We all seem to rely on web ranking services, in valuing domains we are looking to acquire and one of the tools many domainers use, including myself, is Alexa.org
Alexa.org basically uses the information from those who have downloaded its toolbar (and specifically allowed Alexa to use the info) as a sample of Internet usage and than ranks sites by estimated traffic based off those users. I have been a user of the Alexa toolbar for many years and allow my info to go back to Alexa.
We know that the Alexa rankings, like the Nielsen ratings are to TV, are based on a sampling of users.
Over the last month I have been working from Costa Rica and I noticed something quite interesting.
If you pull up a full Alexa stats page on a site, Alexa not only gives you a three month average rank, but also a rank for the domain by country, for the most popular countries in which the domain is viewed.
According to Alexa.org, which ranks TheDomains.com as 56,395 (3 month average), thedomains.com is ranked as the 1,898 most popular site in Costa Rica.
Costa Rica is largely a Spanish speaking country, and frankly although I would like to think that everyone in the world reads this blog, we know that there is no way this blog has that type of saturation in Costa Rica.
By comparison, TheDomains.com is ranked 20,380 in the US (thanks everyone) and 13,599 in Austria (danke) and 22,788 in Canada (i love hockey).

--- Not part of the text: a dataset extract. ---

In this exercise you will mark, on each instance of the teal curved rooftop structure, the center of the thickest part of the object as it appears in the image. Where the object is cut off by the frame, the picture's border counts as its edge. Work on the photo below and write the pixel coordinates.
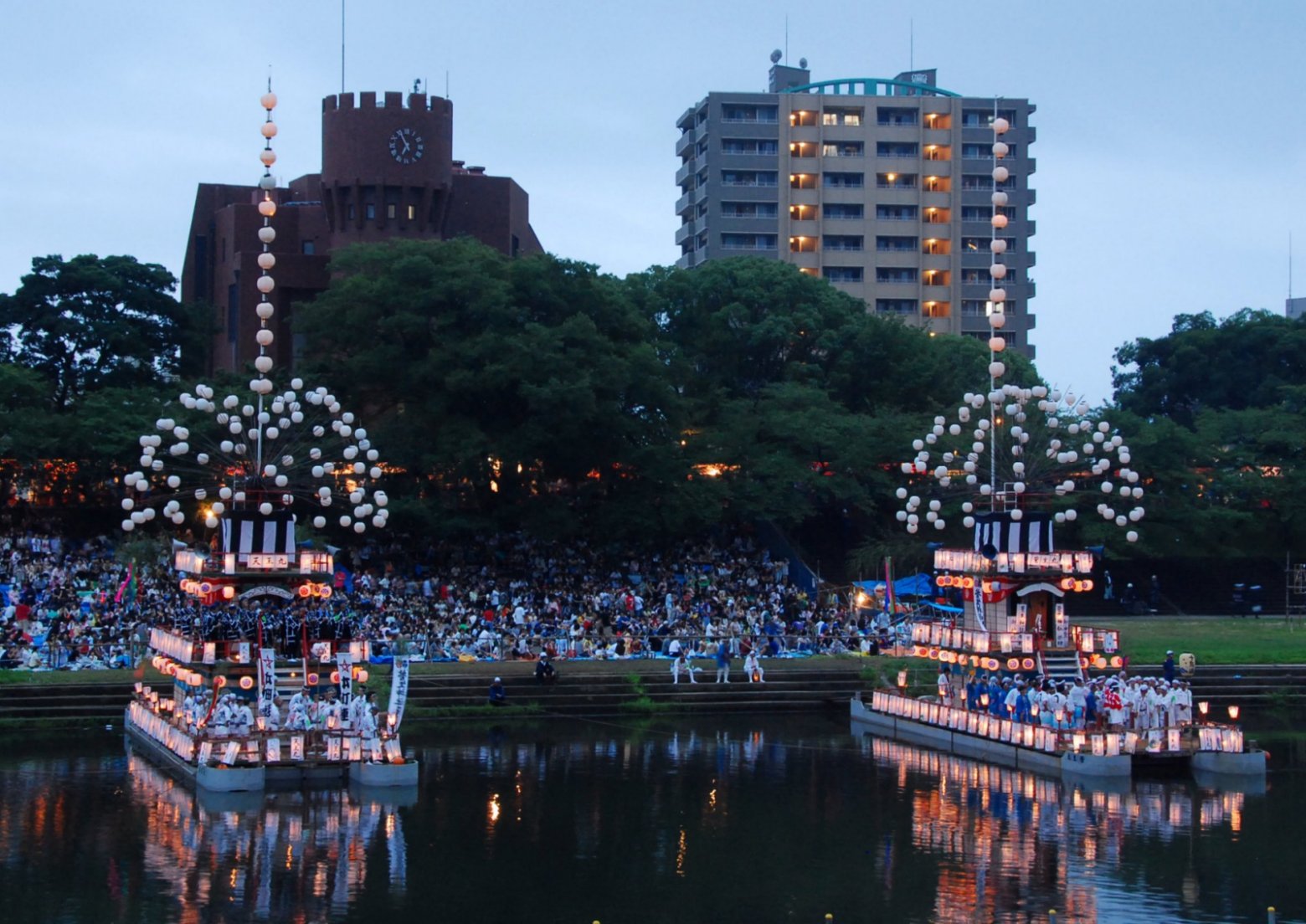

Contrast this to blogs I only read once a week like Elliotsblog.com (sorry Elliot), which has almost an identical 3 month Alexa ranking of 57,492, but does not have an Alexa ranking in Costa Rica nor does domainnamenews.com, which also has a similar Alexa ranking of 59,280, but has no Alexa rank in Costa Rica.
Bottom line, is how accurate is Alexa?
How much weight do they give to each registered user, if just one lonely user in Costa Rica can move the numbers so dramatically in just 30 days.